While traditional machine learning models can forecast, causal AI is able to simulate the effects of interventions or what-if scenarios. If the temperature increases by x degrees, how does that impact ice cream sales and how does it impact shark attacks?

By establishing a causal structure, it’s understood that changing temperature will impact ice cream sales and shark attacks, but changing the number of ice cream sales will have no bearing on the number of shark attacks.

A growing field

CausaLens was founded in 2017 by Darko Matovski and Maksim Sipos, who came from the hedge fund industry. The story goes that Matovski and Sipos were eating at a Turkish restaurant and discussing how correlation doesn’t imply causation. It was something they felt hadn’t been properly solved but given their finance backgrounds, there was potential to build something. Today, the startup’s platform, decisionOS, allows users to deploy causal models that can then be used by non-technical users. In January of last year, the startup raised $45 million in a Series A funding round.

Another company, Causality Link, provides an AI platform that takes in real-time news and market research to provide a complete view of the events and trends impacting the market. Pierre Haren, co-founder and CEO of Causality Link, says the ability to backtrack and look at what has happened in the past is important for causality.

“If you ask, ‘What was the causal model of the world just before Covid-19?’ our system can do it,” he says. “This is important for the rapid evolution of causal models because if you are trying to do back testing or explaining why a mistake was made a few years ago, you cannot use the current knowledge; you have to go back to the knowledge you had at that time.”
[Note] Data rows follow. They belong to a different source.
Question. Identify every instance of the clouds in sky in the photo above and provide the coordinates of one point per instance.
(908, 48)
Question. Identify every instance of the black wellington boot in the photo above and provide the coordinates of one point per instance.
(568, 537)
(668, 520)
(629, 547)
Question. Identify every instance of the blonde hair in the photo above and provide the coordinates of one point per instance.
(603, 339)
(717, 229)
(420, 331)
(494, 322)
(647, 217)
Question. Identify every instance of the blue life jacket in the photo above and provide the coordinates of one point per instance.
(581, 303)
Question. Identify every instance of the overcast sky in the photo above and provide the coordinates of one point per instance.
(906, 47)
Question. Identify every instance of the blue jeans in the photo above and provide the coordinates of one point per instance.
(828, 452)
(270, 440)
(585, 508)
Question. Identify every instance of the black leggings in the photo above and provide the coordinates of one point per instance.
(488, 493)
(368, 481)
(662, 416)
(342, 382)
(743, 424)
Haren is doubtful that the technology that underpins ChatGPT can do this. In tests, he says the chatbot can recall the net worth of Bill Gates from a specific year in time but that it struggles with backtracking on patterns. “It becomes very complex to associate a date with a pattern that has come from a statistical multiplicity of inputs,” Haren says.

The right use cases

The use cases for this technology are taking shape, but CausaLens director of applied data science Samir Sheldenkar, has seen scenarios around inflation and interest rates. Financial instrument models and market-making have also popped up.
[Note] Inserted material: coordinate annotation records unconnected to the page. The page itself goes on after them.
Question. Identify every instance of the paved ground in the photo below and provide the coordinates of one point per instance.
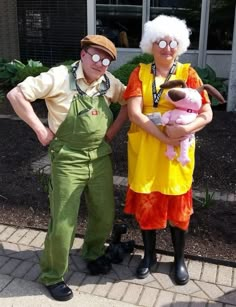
(210, 285)
(20, 248)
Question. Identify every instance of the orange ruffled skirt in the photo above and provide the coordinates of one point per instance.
(154, 210)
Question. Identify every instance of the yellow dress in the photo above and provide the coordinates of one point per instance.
(149, 169)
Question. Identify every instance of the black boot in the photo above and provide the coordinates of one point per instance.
(180, 270)
(149, 241)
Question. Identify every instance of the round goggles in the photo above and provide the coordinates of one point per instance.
(162, 44)
(96, 58)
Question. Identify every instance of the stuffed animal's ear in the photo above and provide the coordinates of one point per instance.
(211, 90)
(173, 83)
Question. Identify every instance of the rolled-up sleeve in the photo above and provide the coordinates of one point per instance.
(45, 85)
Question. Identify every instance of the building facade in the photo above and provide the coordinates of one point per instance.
(50, 31)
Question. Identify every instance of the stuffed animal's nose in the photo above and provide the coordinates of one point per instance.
(176, 95)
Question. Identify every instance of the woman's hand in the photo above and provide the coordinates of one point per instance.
(175, 131)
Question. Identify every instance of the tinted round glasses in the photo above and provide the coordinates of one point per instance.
(96, 58)
(162, 44)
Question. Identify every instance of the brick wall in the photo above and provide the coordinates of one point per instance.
(50, 31)
(9, 45)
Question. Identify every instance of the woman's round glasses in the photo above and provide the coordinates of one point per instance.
(162, 44)
(96, 58)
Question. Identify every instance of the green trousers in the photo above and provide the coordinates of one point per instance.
(73, 173)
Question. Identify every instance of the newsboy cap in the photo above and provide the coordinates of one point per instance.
(100, 42)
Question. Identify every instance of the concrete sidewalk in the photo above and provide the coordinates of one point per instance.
(20, 248)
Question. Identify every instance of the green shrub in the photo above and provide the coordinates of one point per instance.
(124, 72)
(208, 76)
(15, 71)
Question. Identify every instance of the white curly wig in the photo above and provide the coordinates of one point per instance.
(163, 26)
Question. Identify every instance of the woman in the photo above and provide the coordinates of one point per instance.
(159, 189)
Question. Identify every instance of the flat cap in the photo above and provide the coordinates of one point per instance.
(101, 42)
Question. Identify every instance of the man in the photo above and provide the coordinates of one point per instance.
(80, 129)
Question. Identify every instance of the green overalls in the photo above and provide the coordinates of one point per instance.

And Sheldenkar isn’t counting out that causal AI and generative AI can work in tandem. “Causal AI can be quite complimentary to those types of technologies,” he says. “Causal AI helps the modeling process in interpreting the true relationships from the data rather than learning from the historical patterns.”

He says the strongest client interest has come from those who have tried to use AI in the past but haven’t achieved the outcomes they needed. “I think that’s the problem we’ve seen from correlational-based AI: It’s difficult to get into production because it’s harder for non-technical users to understand, interpret and trust,” Sheldenkar says. “Whereas causal AI brings a lot of trust and interpretability.”

Garcia sees a shift: “Causal AI allows you to move from this descriptive and predicative world into a more prescriptive world where you’re saying, ‘What should I do?’ or ‘What would happen if I did this?’”

Just a few years ago, advancements in transformer-based neural networks led to breakthroughs in generative AI. In October 2022, it was hardly a topic on many finance CTOs’ lips. Just a few months later, the likes of Bloomberg, S&P Global, HSBC, Deutsche Börse, Intercontinental Exchange, and many others were talking about genAI and LLMs.

Causal AI is not the talk of Wall Street right now. But generative AI should’ve taught everyone that the pace of artificial intelligence evolution is rapid—and just because causal isn’t being brought up in boardrooms today, doesn’t mean it won’t be a year from now.